A nurse is assessing an obese client in the clinic for follow-up after an episode of deep vein thrombosis. The client's weight has decreased significantly since the last visit. What action by the nurse is best?
- A. Ask if the weight loss was intentional
- B. Encourage a high-protein, high-fiber diet
- C. Measure for new compression stockings
- D. Review a 3-day food recall diary
Correct Answer: C
Rationale: Compression stockings must fit correctly to be effective. After significant weight loss, the client should be re-measured for new stockings. The other options are appropriate but less critical.
A client had a percutaneous transluminal coronary angioplasty for peripheral arterial disease. What assessment finding indicates a priority outcome for this client has been met?
- A. Pain rated as 2/10 after medication
- B. Distal pulse on affected extremity 2+/4
- C. Client remains on bedrest as directed
- D. Verifies understanding of procedure
Correct Answer: B
Rationale: Assessing circulation distal to the puncture site is a critical nursing action. A pulse of 2+/4 indicates good perfusion, meeting a priority outcome. The other options are important but secondary to circulation.
A client has been diagnosed with hypertension but does not take the antihypertensive medications because of a lack of symptoms. What response by the nurse is best?
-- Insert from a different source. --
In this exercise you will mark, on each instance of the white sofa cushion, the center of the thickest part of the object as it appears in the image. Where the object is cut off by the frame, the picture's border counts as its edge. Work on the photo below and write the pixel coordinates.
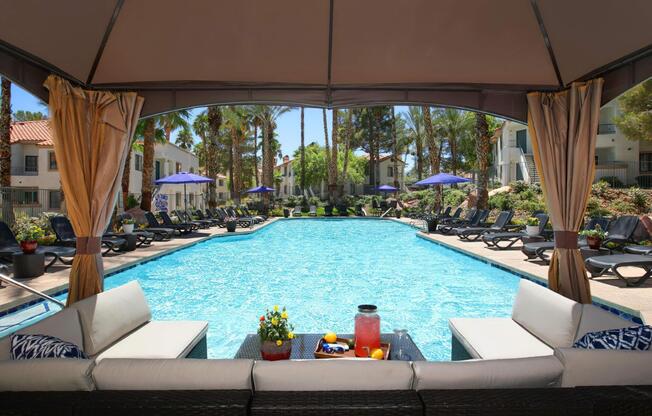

- A. Do you have trouble affording your medications?
- B. Most people with hypertension do not have symptoms
- C. Most people get severe morning headaches
- D. You need to take your medicine or you will get kidney failure
Correct Answer: A
Rationale: Most people with hypertension are asymptomatic, although a small percentage do have symptoms. Since the client has already admitted nonadherence, assessing barriers such as affordability is the most effective response to improve compliance.